Expliquei que anos antes o jornal em que eu trabalhei fez matéria sobre o assunto e eu gostaria de saber se ainda no início da terceira década do século XXI se contratava pistoleiros por ali. Eu já estava achando que me dei mal quando a fisionomia do policial mudou e sorrindo ele respondeu: “Aqui não tem mais, na praça da República aparece alguns. Mas você vai encontrar mesmo é lá na praça de baixo, onde os puteiros”, indicou.

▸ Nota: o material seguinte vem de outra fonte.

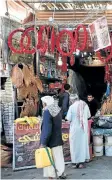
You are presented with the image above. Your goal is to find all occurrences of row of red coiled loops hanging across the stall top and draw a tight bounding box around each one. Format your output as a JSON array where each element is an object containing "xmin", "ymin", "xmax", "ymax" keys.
[{"xmin": 8, "ymin": 25, "xmax": 87, "ymax": 56}]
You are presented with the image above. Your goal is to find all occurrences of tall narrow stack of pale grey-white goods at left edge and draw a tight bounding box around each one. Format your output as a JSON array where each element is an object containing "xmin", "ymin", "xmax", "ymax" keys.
[{"xmin": 1, "ymin": 78, "xmax": 15, "ymax": 143}]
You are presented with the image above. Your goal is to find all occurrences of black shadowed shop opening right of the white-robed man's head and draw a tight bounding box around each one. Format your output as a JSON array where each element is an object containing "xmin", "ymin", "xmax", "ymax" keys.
[{"xmin": 79, "ymin": 66, "xmax": 106, "ymax": 102}]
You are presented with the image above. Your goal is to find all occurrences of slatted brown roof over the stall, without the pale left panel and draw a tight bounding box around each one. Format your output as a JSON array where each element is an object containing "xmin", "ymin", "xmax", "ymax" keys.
[{"xmin": 22, "ymin": 0, "xmax": 112, "ymax": 27}]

A “praça dos puteiros” é a Alberto Novis, onde fica a zona boêmia do Centrão Histórico de Cuiabá. Em volta dela tem vários bares, restaurante e casas onde “as belas da tarde” vão encontrar cliente e fazer seus programas. Em outro texto desta série “Cartas de Cuiabá”, falarei sobre essas “belas” e de um outro episódio em que me confrontei com pistoleiro.
Numa das mesas colocadas em uma das laterais da praça, em frente a um bar, eu sento, peço uma cerveja e puxo conversa com o homem da mesa ao lado com cara de cafetão. Falamos amenidades, comentamos sobre as mulheres, a beleza da praça reformada e, quando sinto que ganhei a confiança do cara, lasco a pergunta: “Onde posso encontrar alguém aqui para fazer um serviço?”

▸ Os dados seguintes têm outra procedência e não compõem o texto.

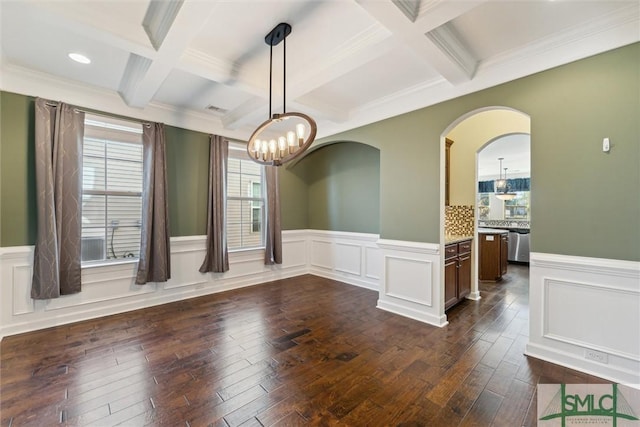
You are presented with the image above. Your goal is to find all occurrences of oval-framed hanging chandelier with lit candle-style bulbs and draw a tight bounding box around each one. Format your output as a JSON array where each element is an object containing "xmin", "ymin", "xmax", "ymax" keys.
[{"xmin": 247, "ymin": 23, "xmax": 318, "ymax": 166}]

– É pra acertos de vingança, demanda ou gaia? – devolve ele.
Acerto de vingança é quando o contratante que matar quem matou ou maltratou muito uma pessoa próxima, como membro da família e amigo. Demanda é para tirar de circulação pessoa ou grupo de pessoas que impedem negócios, como ocupação de terras ou concorrência. E “gaia” se refere à infidelidade conjugal.
Tomado pelo medo
Saio da minha mesa com meu copo de cerveja, sento na frente dele e explico sobre as minhas intenções: saber se ainda é possível contratar pistoleiro nas praças de Cuiabá. “Sim! Nas praças e em vários bairros de Cuiabá e Vegê”, afirma o “cafetão”, se referindo às letras iniciais da cidade vizinha da capital, separada apenas pelo rio Cuiabá, Várzea Grande, cidade que curiosamente nasceu no final do século XIX de um campo de concentração de prisioneiros da Guerra do Paraguai.
Perguntei se ele conhecia algum e se poderia chamar para eu conversar com ele. “Chamar até eu posso, mas é perigoso para você. Dependendo do que vai escrever ele pode não gostar”, respondeu. Expliquei que não ia identificar ninguém, que não era uma matéria negativa, mas apenas o registro da existência de “pontos” de contratação de pistoleiros semelhantes aos “pontos de chapa”, aqueles trabalhadores braçais que ajudam a carregar e descarregar caminhões de mudanças, entre outros.
– Hummmm… Vou chamar um. – disse.
Atravessou a praça, entrou em outro bar, demorou alguns minutos e me disse: “Vai lá que um cidadão lá vai falar com você”, disse relatando a cor da camisa e a mesa onde ele estava. Sentei à frente do Justino (nome fictício), ele de óculos escuro naquele ambiente lúgubre e insalubre, camisa preta de bolas brancas e mangas compridas enrolada até os cotovelos.
Ele me olho severamente, levou à boca o copo de cerveja com a mesma mão do cigarro entre os dedos e perguntou: “Quer um serviço, cidadão?” Expliquei tudo novamente. Ele me mandou desligar o celular e falou pouco: “A gente não fala com jornalista, mas como você teve a coragem de aparecer por aqui só vou lhe dizer uma coisa: tem pouca demanda ultimamente. Agora pode ir embora”.
Ensaiei mais pergunta, contudo ele foi incisivo: “Vai embora!” Sai do bar dele para onde eu esta pensativo. Por que ele aceitou falar comigo se não queria responder perguntas? Será que só queria saber quem era o bisbilhoteiro? Queria ele me marcar para alguma surpresa futura?
Diante de tantas dúvidas, e já me sendo tomado pelo medo, paguei a conta e sumi.